Hezbollah, Amal Oppose Lebanon’s Team in Demarcation Talks with Israel
TEHRAN (Tasnim) – Lebanon’s Hezbollah and Amal movements expressed their opposition to the makeup of the delegation tasked with negotiating the country’s southern border demarcation with occupied Palestine, calling for changes to the team ahead of the first round of talks.
The four-member team, headed by Deputy Chief of Staff of the Lebanese Army for Operations Brigadier General Pilot Bassam Yassin, was named by the presidency’s media office earlier this week.
Lebanese President Michel Aoun said the negotiations will be held at the UN headquarters in the southern Naqoura city on Wednesday.
The discussions will take place under the auspices of the UN, he said, adding that “the US presence in the meetings serves as a facilitating mediator for the process.”
“The negotiations are technical and talks should be limited to this particular issue, maritime borders, only,” Aoun noted.
The remarks came a few days after Parliament Speaker Nabih Berri announced a framework agreement for talks with Israel on demarcating the maritime and land borders, saying the demarcation will help Lebanon economically.
However, Hezbollah and Amal released a joint statement ahead of the talks on Wednesday, calling for an immediate reform of the delegation based on Berri’s framework pertaining to the border demarcation to the April 1996 ceasefire understanding with Tel Aviv and UN Security Council Resolution 1701, Press TV reported.

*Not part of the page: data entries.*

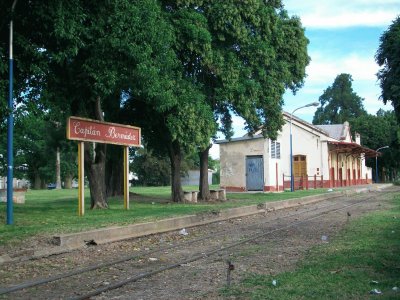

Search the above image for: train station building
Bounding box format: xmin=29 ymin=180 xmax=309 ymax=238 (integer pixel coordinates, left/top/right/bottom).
xmin=217 ymin=112 xmax=379 ymax=192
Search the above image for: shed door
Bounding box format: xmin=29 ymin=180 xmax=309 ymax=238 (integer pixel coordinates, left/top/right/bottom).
xmin=246 ymin=156 xmax=264 ymax=191
xmin=293 ymin=155 xmax=307 ymax=177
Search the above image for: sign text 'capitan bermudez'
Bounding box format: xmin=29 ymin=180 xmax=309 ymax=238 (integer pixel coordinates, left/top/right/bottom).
xmin=67 ymin=117 xmax=140 ymax=147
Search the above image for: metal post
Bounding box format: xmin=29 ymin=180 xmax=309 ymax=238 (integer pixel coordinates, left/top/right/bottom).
xmin=7 ymin=0 xmax=17 ymax=225
xmin=375 ymin=146 xmax=389 ymax=183
xmin=290 ymin=102 xmax=319 ymax=192
xmin=290 ymin=122 xmax=294 ymax=192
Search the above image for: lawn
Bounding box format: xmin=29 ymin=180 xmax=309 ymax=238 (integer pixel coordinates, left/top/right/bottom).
xmin=221 ymin=194 xmax=400 ymax=299
xmin=0 ymin=186 xmax=326 ymax=245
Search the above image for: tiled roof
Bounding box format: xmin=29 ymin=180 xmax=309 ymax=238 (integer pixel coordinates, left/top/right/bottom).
xmin=315 ymin=124 xmax=345 ymax=140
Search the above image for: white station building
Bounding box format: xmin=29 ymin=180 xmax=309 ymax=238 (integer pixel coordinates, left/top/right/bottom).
xmin=217 ymin=112 xmax=379 ymax=192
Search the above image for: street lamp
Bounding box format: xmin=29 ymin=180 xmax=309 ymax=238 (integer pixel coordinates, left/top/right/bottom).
xmin=7 ymin=0 xmax=17 ymax=225
xmin=290 ymin=102 xmax=319 ymax=192
xmin=375 ymin=146 xmax=389 ymax=183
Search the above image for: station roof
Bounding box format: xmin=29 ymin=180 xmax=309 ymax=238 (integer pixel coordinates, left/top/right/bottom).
xmin=328 ymin=141 xmax=382 ymax=157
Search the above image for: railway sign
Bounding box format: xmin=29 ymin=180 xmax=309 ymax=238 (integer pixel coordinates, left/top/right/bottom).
xmin=67 ymin=117 xmax=141 ymax=216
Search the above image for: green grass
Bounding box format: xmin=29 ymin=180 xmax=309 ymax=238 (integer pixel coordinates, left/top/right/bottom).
xmin=0 ymin=186 xmax=326 ymax=245
xmin=221 ymin=195 xmax=400 ymax=299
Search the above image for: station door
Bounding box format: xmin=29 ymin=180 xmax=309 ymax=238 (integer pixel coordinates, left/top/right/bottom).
xmin=246 ymin=156 xmax=264 ymax=191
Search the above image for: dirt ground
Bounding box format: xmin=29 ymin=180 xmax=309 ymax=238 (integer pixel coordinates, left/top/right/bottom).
xmin=0 ymin=187 xmax=400 ymax=299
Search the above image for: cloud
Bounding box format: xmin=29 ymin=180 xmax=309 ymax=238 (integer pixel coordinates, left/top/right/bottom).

They said the inclusion of civilian figures in the Lebanese team contradicts the framework agreement, which only allows military officers to attend the periodic meetings on border demarcation.
Hezbollah and Amal “announce their explicit rejection of what happened and consider that it deviates from the framework agreement, harms Lebanon’s stance and supreme interests, transgresses all the nation’s strengths, deals a major blow to its role, resistance and Arab position, and represents a surrender to the Israeli logic which aims at reaching any form of normalization.”
Lebanon is locked in a conflict with Israel over an area in the Mediterranean Sea spanning about 860 square kilometers, known as Zone No. 9, which is rich in oil and gas.
Unlike land borders, the maritime frontiers have not seen any military clashes.
Lebanon fought off two Israeli wars in 2000 and 2006. On both occasions, battleground contribution by its Hezbollah resistance movement proved an indispensable asset, forcing the Israeli military into a retreat.
Lebanon and the occupying regime are technically at war since the latter has kept the Arab country’s Shebaa Farms under occupation since 1967.
Beirut eyes the issue of delineation of its southern border zone with great sensitivity both due to concerns of Israel’s expansionist attitude and given its plans to engage in oil and gas exploration in its share of the Mediterranean.
Lebanese officials have, time and again, asserted that the limited border talks do not signify “normalization” or “reconciliation” with the occupying regime.
The assertion is aimed at distancing Beirut from a trend of normalization between some regional countries and Tel Aviv, which the United States has been setting the stage for.